『ダンサー・イン・ザ・ダーク』 --鬱映画

ダンサー・イン・ザ・ダーク [DVD]
 尊敬する知人二人が大絶賛で、そのうちの片方が「絶対見ろ」とDVDを押しつけてくれたので拝見しました。
 見終わった時の私の顔 →(; ´Д`)
 この顔文字を使いたいと、はじめて心から思いました。
 救いのない作品を作っちゃう人の心境が本気で分からないっす。これでもかこれでもかっててんこ盛りの不幸の連続攻撃に、痛ましくて本気で涙こそすれ、コレを見て何を思えばいいのか本気で分からんっす。ヒミツを軽々しく打ち明けてはいかんという教訓なのか。自分の幸福を認識しろってお説教なのか。なのか。
 大柄な金髪女性に好かれるタイプなのか(笑)すっごくサポートしてくれる女性が二人いたのと、彼氏志願の生え際の危ういおっさんが非常に誠意のある男だったのが救いでした。つか協力者に恵まれてるんだから、攻勢に出ればあんなひどいラストにはならなかったんじゃないかなあと、つい、思ってしまいます。…鬱。
 んー。だけど非凡な作品であるのは、素人めにもよく分かりました。前述の尊敬する知人二人が大絶賛するのも納得です。

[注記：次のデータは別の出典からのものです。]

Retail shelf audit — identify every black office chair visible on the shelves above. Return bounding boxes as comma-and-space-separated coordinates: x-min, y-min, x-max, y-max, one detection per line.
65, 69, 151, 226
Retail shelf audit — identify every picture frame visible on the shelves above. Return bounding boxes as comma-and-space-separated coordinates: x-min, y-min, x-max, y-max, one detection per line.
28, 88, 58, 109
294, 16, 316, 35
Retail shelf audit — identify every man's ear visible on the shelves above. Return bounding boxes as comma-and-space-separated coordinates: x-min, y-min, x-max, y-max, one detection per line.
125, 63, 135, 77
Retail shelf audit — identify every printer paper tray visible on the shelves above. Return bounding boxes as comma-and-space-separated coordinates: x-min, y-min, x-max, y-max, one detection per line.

 歌以外のパートがね、カメラワークが粗雑?なの?ハンディカメラで撮ったみたいにぐらぐらしてて、しゃべる人の方をぱっと向くの。ズームインもなんかぶれててタイミングがずれてて。カット割りもなんだか唐突でBGMもなしでさ。映画っちゅーより、ドキュメンタリーみたいな雰囲気で。いやでも最近のNHKのドキュメンタリー番組の方がよっぽど小じゃれて見えるくらいの野暮ったさ。こんなにゲージュツっぽい作品だったのか退屈〜と間を持たせるためにビールを空けたのですが、直後に後悔しました。
 ミュージカルのシーンがほんとうに素晴らしい!
 カメラワークが別人の様に気合い入りまくったものになり、画面の色調も鮮やかになり、文字通り万物が主人公とともに歌い踊ります。不意打ちをくらった工場でのシーンではアゴが外れそうになりました。続いての列車のシーンが美しくて美しくて口半開きでしばし呆然と。ビールはすっかり気が抜けてしまいました。
 そして主人公のビョークさん演じるセルマちゃんが古典的な意味での眼鏡ッ娘であり大変萌えます。普段は髪がぼうぼうでぶっといフレームのビン底眼鏡なんだけど、眼鏡を放り投げて歌い踊り出すと……すんごい美人になるの!やぼったいセルマ-粗雑なカメラワークと、美人のセルマ-美しすぎる映像は、確信犯だったのかー!やられたー!

 いま、日記を書きながらミュージカルのシーンを見返しているうちに、それが全てセルマちゃんの空想だと思い至り、また鬱になりました。うーん、空想というより妄想かも…死者が蘇り加害者を許してますね。恐るべしセルマちゃんの妄想パワー………もっと鬱になってきちゃった……飲酒、しなおすかなあ。